Pour contourner ce problème, Lee et ses collègues ont dû réinventer entièrement la conception d'une combinaison spatiale en utilisant des matériaux plus légers, mais surtout, en l'intégrant à un système dynamique basé sur un petit rover (façon ATV) que les astronautes utiliseront pour explorer la surface de Mars. Parce que l'ATV peut abriter la majeure partie de la masse d'une combinaison spatiale, tels que les réservoirs d'oxygène et les batteries que l'on place d'ordinaire au dos de la combinaison, les astronautes seront soulagés du poids de ces instruments, qui ne les entraveront plus.

« Nous ne voulons plus concevoir l'astronaute comme une entité séparée se déplaçant de manière autonome avec sa combinaison, » explique Lee. « Maintenant, on parle d'un système d'exploration comprenant l'astronaute et son rover. Ces deux-là sont indissociables. »

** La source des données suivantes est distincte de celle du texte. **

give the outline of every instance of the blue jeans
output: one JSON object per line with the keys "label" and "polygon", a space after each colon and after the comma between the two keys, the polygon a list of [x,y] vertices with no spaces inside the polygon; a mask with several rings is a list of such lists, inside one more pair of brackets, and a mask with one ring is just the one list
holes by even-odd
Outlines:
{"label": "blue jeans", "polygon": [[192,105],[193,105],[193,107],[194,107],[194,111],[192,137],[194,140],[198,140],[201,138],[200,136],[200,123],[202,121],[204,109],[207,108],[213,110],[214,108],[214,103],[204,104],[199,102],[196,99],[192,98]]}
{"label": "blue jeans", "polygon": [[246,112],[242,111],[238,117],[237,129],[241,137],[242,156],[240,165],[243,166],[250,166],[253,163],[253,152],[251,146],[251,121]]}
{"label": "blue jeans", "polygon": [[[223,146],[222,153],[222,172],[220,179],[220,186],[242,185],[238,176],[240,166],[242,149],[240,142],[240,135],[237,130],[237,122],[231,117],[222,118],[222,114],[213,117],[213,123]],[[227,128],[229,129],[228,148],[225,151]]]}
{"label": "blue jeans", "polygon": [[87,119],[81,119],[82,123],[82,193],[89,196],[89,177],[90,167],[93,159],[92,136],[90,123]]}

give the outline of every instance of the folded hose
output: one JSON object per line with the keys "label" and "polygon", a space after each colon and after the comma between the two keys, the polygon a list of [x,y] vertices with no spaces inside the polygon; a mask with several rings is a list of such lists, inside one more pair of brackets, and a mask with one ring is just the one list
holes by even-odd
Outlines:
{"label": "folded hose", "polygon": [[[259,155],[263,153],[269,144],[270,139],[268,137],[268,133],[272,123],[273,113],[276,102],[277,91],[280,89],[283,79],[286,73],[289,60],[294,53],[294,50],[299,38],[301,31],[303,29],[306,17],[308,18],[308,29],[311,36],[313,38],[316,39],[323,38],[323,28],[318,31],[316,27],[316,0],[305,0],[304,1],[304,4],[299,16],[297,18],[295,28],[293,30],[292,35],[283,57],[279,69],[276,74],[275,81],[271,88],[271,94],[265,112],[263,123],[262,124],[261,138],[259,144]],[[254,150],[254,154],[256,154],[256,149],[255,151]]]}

Selon Lee, la réflexion sur la mobilité sera le point culminant des recherches menées sur la base cet été. Maintenant qu'ils disposent de deux Humvees customisés pour effectuer des simulations, les chercheurs testeront de nouvelles technologies et de nouveaux protocoles d'exploration basés sur l'utilisation d'un duo de véhicules.

Au cours de la nouvelle mission, les deux rovers quitteront la base du projet Haughton-Mars et s'aventureront profondément dans les terres, vers une région de l'île non cartographiée. Le premier véhicule transportera un équipage de trois personnes et fera de l'analyse géologique. Plus intéressant : il simulera des avaries. Cela permettra de tester les capacités du second véhicule, qui servira de support, secours et relais radio vers la base. Ce second véhicule portera également un opérateur de drone, qui surveillera l'avancée des deux engins depuis le ciel.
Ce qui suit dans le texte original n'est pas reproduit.